Within the medical and life science field, the analysis found that only nursing and pharmacy majors’ starting pay meets that minimum. Nurses could have about $20,000 in debt — but no more than $39,999 — and still retire comfortably at 65. Pharmacy graduates were the standout in terms of retirement success, with Smith and Aggarwal finding that those graduates could have debt up to $80,000 and still have a 50/50 shot of not outliving their retirement savings.

Then there were the majors within the visual and performing arts and liberal arts categories, who had a particularly bleak outlook: None were projected to reach sufficient retirement savings, even without debt at graduation.

Will millennials ever be able to retire?

Smith and Aggarwal’s conclusions may give the idea that a big swath of millennial college graduates will be working until they die — but remember that their research doesn’t account for every individual set of circumstances. In fact, both researchers say that with strategic planning, building a substantial enough retirement nest egg is very achievable for a lot of folks.

“This isn’t to say [non-STEM and business] degrees aren’t worth it at all. Degrees open doors,” Smith says. “It’s more like the Ghost of Christmas Future showing you what it could be, but doesn’t have to be.”

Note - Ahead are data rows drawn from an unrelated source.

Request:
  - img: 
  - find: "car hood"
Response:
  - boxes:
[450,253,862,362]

There's research to support that generally speaking, having a college degree is better than not having one, the authors note in the study. A report from Pew Research Center shows that college graduates earn $1 million more than their counterparts with only a high school diploma over their working years, and their median yearly incomes were $17,500 higher. Data from the Bureau of Labor Statistics supports that the median difference is at least that much, according to Smith and Aggarwal.

What’s perhaps most important, though, especially for those working in lower-earning fields, is living within your means. Avoiding high-interest debt, like credit cards, is especially important for graduates in lower-paying fields, he adds.

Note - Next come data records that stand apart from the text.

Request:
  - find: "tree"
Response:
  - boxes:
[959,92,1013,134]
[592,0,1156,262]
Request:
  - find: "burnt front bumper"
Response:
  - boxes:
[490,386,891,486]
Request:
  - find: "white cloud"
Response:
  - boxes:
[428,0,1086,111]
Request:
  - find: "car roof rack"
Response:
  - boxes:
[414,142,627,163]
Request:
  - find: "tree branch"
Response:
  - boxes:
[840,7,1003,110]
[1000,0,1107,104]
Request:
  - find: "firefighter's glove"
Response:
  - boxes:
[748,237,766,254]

A potential game-changer for student loan borrowers also kicked in this year thanks to SECURE 2.0, a sweeping set of retirement laws that aims to bolster Americans' ability to grow their personal savings. Employers now have the option to match borrowers' student loan payments as contributions to a tax-deferred retirement plan, allowing workers with education debt to save simply by paying their student loan bills on time.

With 84% of borrowers saying that student loans impact their ability to save, according to a recent Fidelity survey, this benefit in U.S. workplaces could completely change the trajectory of their retirement outcomes — that is if it's widely adopted.

In the meantime, an employer-sponsored defined contribution plan such as a 401(k), Aggarwal says, is still one of the most critical tools workers can use to grow a retirement fund, even if they’re putting in small amounts. Industry-specific benefits, like teacher pensions, can also make a massive difference when it comes to retirement.

“I think if people sat down and did really basic math, they’d realize that employers contributing toward retirement is something they should take seriously,” he says. “It will have an enormous impact on their bottom line.”